User can set the incremental_save checkpoint time in seconds, to generate the incremental checkpoint.
Example
High-level API(tf.train.MonitoredTrainingSession
)
import tensorflow as tf
import time, os
tf.logging.set_verbosity(tf.logging.INFO)
sparse_var=tf.get_variable("a", shape=[30,4], initializer=tf.ones_initializer(tf.float32),partitioner=tf.fixed_size_partitioner(num_shards=4))
dense_var=tf.get_variable("b", shape=[30,4], initializer=tf.ones_initializer(tf.float32),partitioner=tf.fixed_size_partitioner(num_shards=4))
ids=tf.placeholder(dtype=tf.int64, name='ids')
emb = tf.nn.embedding_lookup(sparse_var, ids)
fun = tf.multiply(emb, 2.0, name='multiply')
loss = tf.reduce_sum(fun, name='reduce_sum')
gs = tf.train.get_or_create_global_step()
opt=tf.train.AdagradOptimizer(0.1, initial_accumulator_value=1)
g_v = opt.compute_gradients(loss)
train_op = opt.apply_gradients(g_v, global_step=gs)

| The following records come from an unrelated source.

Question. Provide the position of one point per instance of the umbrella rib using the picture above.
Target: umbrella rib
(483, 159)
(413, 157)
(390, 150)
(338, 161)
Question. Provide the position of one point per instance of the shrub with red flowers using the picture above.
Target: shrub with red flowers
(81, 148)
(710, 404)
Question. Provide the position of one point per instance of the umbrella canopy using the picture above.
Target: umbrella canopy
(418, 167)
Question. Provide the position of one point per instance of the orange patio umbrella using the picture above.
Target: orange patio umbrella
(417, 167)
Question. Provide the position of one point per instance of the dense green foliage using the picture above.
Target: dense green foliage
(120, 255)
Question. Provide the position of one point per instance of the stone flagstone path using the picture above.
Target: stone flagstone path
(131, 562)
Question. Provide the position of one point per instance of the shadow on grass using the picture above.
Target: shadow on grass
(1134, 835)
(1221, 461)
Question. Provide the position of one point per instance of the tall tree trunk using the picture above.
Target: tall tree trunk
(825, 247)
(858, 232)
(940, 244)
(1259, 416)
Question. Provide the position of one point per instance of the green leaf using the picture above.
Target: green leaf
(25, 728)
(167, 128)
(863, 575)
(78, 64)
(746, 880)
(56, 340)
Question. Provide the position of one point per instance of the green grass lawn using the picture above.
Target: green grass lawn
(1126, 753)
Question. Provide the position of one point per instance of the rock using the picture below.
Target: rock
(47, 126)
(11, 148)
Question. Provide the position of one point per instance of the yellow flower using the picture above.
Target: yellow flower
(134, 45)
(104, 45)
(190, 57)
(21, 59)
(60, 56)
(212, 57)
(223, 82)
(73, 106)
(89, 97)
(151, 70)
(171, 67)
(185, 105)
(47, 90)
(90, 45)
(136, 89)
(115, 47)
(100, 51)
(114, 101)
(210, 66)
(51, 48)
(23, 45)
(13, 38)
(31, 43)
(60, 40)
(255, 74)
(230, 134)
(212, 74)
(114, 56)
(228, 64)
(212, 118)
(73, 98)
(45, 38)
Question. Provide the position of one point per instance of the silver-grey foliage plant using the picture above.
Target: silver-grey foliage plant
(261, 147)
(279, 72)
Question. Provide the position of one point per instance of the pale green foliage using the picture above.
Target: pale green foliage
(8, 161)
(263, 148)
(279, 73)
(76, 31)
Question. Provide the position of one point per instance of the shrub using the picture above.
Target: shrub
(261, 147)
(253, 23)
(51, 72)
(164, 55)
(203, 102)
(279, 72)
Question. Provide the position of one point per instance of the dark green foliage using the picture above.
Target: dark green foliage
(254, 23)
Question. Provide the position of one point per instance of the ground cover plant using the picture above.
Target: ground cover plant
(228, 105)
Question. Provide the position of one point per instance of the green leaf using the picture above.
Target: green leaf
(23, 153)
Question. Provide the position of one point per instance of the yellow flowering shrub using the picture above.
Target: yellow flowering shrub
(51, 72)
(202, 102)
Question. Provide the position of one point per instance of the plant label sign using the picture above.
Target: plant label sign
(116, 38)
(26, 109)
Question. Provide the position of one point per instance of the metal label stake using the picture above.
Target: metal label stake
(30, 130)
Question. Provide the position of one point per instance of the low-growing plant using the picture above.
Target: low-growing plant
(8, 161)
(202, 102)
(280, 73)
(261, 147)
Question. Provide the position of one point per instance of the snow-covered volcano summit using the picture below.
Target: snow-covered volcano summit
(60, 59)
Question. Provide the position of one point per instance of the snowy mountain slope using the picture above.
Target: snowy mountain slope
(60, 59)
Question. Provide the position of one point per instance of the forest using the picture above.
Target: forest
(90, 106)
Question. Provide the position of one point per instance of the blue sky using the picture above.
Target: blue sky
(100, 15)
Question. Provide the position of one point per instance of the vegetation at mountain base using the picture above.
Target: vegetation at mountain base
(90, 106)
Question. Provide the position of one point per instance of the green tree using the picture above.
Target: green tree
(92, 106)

path = 'test/test4tolerance/ckpt/'
with tf.train.MonitoredTrainingSession(checkpoint_dir=path,
save_checkpoint_secs=60,
save_incremental_checkpoint_secs=20) as sess:
for i in range(1000):
print(sess.run([gs, train_op, loss], feed_dict={"ids:0": i%10}))
time.sleep(1)
Estimator
Configure parameters when constructing EstimatorSpec
tf.train.Saver
and tf.train.Scaffold
set incremental_save_restore=True
,tf.train.CheckpointSaverHook
set save incremental checkpoint interval incremental_save_secs
def model_fn(self, features, labels, mode, params):
...
scaffold = tf.train.Scaffold(
saver=tf.train.Saver(
sharded=True,
incremental_save_restore=True),
incremental_save_restore=True)
...
return tf.estimator.EstimatorSpec(
mode,
loss=loss,
train_op=train_op,
training_hooks=[logging_hook],
training_chief_hooks=[
tf.train.CheckpointSaverHook(
checkpoint_dir=params['model_dir'],
save_secs=params['save_checkpoints_secs'],
save_steps=params['save_checkpoints_steps'],
scaffold=scaffold,
incremental_save_secs=120)],
scaffold=scaffold)
Model Export
By default, incremental checkpoint subgraphs cannot be exported to SavedModel. If users want to support second-level updates through “incremental model update” in Serving, they need to export incremental checkpoint subgraphs to SavedModel. You need to use the Estimator provided by DeepRec to export incremental checkpoint subgraphs.
Example:
estimator.export_saved_model(
export_dir_base,
serving_input_receiver_fn,
...
save_incr_model=True)
Attention:
When there is no incremental model when building graph, an error will be reported when configuring save_incr_model=True, so there is only the full amount in the graph, and save_incr_model can only be configured with false (default value). When there are full and incremental models in the graph, save_incr_model is set to true, and the SavedModel graph can load full or incremental models. If save_incr_model is set to false, the SavedModel graph can only load the full model.